ANA TERESA PEREIRA – O FIM DE LIZZIE


História de quatro irmãos (um filho biológico, duas gémeas adoptadas e um outro rapaz adoptado) que recordam os tempos de criança passados na casa do avô em Inglaterra. Os longos verões na charneca, o espesso nevoeiro do inverno inglês («no principio era o nevoeiro»). A vida adulta resultou bem diferente. Cada uma das criança é agora um adulto frustrado («sempre senti que há em nós qualquer coisa de errado, qualquer coisa de partido»). A notícia da morte do avô é esperada sem grande surpresa. O desvanecimento do fantasma do avô era há muito esperado («Os olhos azuis do avô brilhavam na penumbra, cheios de interesse, como se quisesse saber tudo a nosso respeito. E quando finalmente nos mandou embora, tive a impressão de que sabia»). A abertura do testamento do avô guardou a derradeira surpresa. A última cláusula do testamento determina que a atribuição da herança será adiada por sete anos, devendo ser partilhado pelos herdeiros que sobreviverem até essa data («Os que estivessem vivos. Havia algo de arrepiante naquelas palavras. Não só porque éramos demasiados novos para pensar a sério na morte....Havia mais qualquer coisa»).


Uma história aparentemente simples, mas que motiva um complexo jogo de atracção e traição («Ninguém tinha a cintura mais fina, as pernas mais bonitas...»). De invocação de memórias («A charneca muito próxima, muito azul») e do reconhecimento da dureza da vida adulta («Deus afasta as nuvens, como se afastasse um véu, e a terra revelava-se como as cores e os cheiros, e uma luz inesperada...»). A vontade de obter desafogo financeiro leva cada uma das personagens a procurar eliminar os irmãos («Era muito dinheiro. Pelo menos para nós, que aos vinte e oito ou vinte e nove não tínhamos o suficiente para pagar as contas no fim do mês. E ainda havia a casa»). No decorrer do romance descobrem-se velhos segredos, guardados desde os tempos de infância («o tempo em que acreditávamos em seis coisas impossíveis antes do pequeno-almoço...»).

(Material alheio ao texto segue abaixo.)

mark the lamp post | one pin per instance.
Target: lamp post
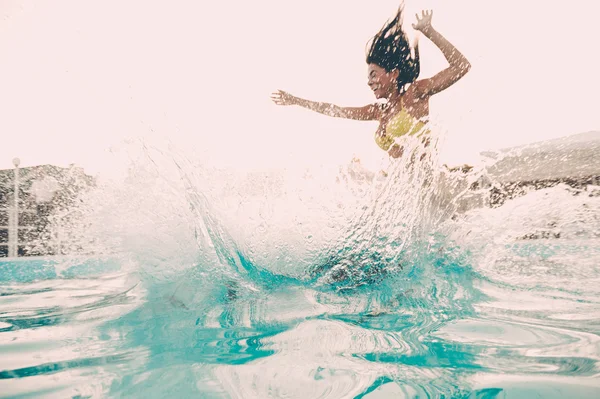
(15, 230)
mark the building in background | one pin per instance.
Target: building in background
(42, 191)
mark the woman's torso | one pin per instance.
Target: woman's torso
(406, 117)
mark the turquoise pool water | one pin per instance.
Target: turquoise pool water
(441, 328)
(310, 286)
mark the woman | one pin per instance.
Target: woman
(393, 71)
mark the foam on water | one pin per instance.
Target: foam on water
(301, 281)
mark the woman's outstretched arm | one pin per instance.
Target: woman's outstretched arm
(459, 65)
(367, 113)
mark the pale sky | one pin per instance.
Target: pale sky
(78, 77)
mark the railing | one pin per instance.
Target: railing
(18, 221)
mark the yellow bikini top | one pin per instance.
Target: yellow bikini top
(400, 125)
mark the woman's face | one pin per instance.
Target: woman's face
(382, 83)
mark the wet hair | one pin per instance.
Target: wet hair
(390, 49)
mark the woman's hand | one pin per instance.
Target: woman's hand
(424, 23)
(281, 97)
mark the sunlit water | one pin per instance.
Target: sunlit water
(309, 283)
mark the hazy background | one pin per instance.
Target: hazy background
(77, 77)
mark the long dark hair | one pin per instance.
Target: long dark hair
(390, 49)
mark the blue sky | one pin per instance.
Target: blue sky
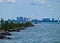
(38, 9)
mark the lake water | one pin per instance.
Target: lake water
(40, 33)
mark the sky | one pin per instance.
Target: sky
(35, 9)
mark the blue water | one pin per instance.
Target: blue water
(40, 33)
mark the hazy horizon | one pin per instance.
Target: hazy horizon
(35, 9)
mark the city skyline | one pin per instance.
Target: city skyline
(35, 9)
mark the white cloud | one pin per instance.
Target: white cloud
(41, 1)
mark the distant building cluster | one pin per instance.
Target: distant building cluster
(20, 19)
(45, 20)
(27, 19)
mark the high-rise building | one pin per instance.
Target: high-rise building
(52, 19)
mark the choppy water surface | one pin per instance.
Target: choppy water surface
(40, 33)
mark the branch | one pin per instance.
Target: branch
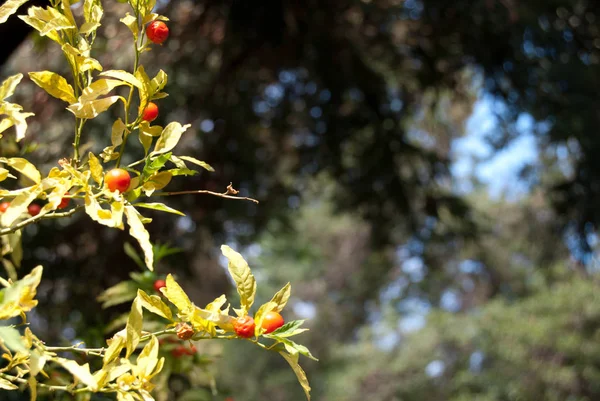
(229, 194)
(18, 226)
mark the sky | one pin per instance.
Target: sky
(498, 170)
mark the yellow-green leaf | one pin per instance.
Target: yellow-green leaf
(98, 88)
(133, 329)
(19, 204)
(169, 137)
(96, 168)
(139, 232)
(176, 295)
(9, 85)
(159, 206)
(131, 22)
(114, 349)
(81, 372)
(24, 167)
(242, 276)
(6, 385)
(300, 374)
(197, 162)
(92, 108)
(9, 8)
(281, 297)
(154, 304)
(123, 76)
(54, 84)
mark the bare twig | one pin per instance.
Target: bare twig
(229, 194)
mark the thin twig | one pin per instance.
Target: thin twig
(229, 194)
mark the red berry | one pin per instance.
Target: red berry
(244, 326)
(150, 112)
(34, 209)
(271, 322)
(117, 179)
(157, 32)
(158, 284)
(64, 202)
(179, 351)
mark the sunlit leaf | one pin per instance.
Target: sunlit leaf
(176, 295)
(54, 84)
(159, 206)
(169, 137)
(197, 162)
(81, 372)
(139, 232)
(92, 108)
(9, 8)
(300, 374)
(133, 329)
(96, 168)
(242, 276)
(155, 305)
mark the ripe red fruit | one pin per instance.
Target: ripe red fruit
(34, 209)
(158, 284)
(244, 326)
(117, 179)
(64, 202)
(157, 32)
(150, 112)
(271, 322)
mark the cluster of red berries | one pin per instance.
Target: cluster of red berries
(157, 32)
(244, 325)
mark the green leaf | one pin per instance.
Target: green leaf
(98, 88)
(159, 206)
(9, 8)
(176, 295)
(54, 84)
(292, 347)
(197, 162)
(93, 108)
(132, 23)
(242, 276)
(81, 372)
(158, 82)
(114, 349)
(169, 137)
(154, 304)
(139, 232)
(12, 339)
(20, 296)
(153, 165)
(289, 329)
(96, 168)
(7, 89)
(119, 293)
(24, 167)
(5, 384)
(123, 76)
(133, 329)
(281, 297)
(300, 374)
(132, 253)
(19, 204)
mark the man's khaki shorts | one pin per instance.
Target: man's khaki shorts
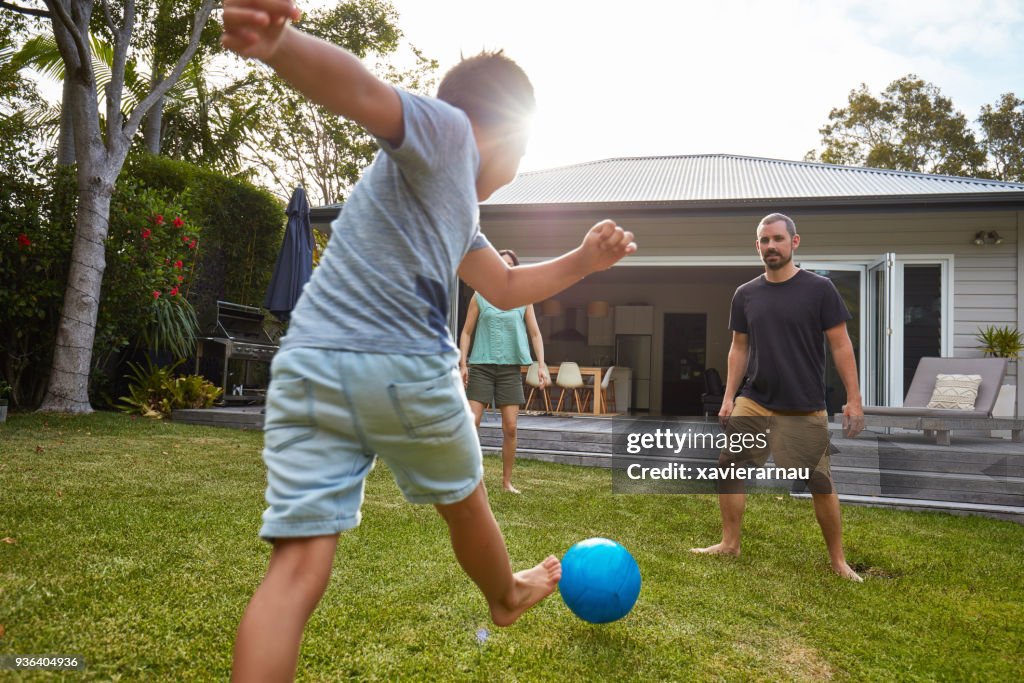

Um dos melhores livros de literatura contemporânea portuguesa que alguma vez me passaram pelas mãos. Os quatro irmãos funcionam como espelhos que se reflectem uns nos outros e que se confundem. Os cenários são apresentados tal como são percepcionados pelas personagens. Wistaria Hall, a vivenda do avô, é de proporções quase infinitas, tal como os longos verões e a infinita imaginação dos quatro crianças. A cidade de Londres da vida adulta é, em oposição, boémia e decadente. Todas as personagens são imensamente complexas e imprevisíveis. A beleza reservada de Lizzie («Gostava de vê-la debruçada sobre as aguarela, a camisa xadrez suja de tinta, o cabelo preso na nuca com um gancho. Ninguém tinha os olhos tão azuis») contrasta com a beleza hollywoodesca de Miranda («Miranda, a que tinha os olhos tão azuis como Lizzie, a cintura tão fina, as pernas tão bonitas... e qualquer coisa de nocturno que não existia em Lizzie e que eu não conseguia definir. Tinha um ar pouco natural, com o casaco cinzento, ou talvez prateado, a maquilhagem pesada, os sapatos de salto muito alto.»). A confiança e aspecto atlético de John («John parecia mais alto e atlético do que nunca, o rosto queimado pelo sol. Era evidente que não passava muito tempo em Londres») contrasta como aspecto felino do narrador («Uma antiga namorada disse uma vez que eu tinha ar de quem passou algum tempo no inferno e está ainda um pouco chamuscado»).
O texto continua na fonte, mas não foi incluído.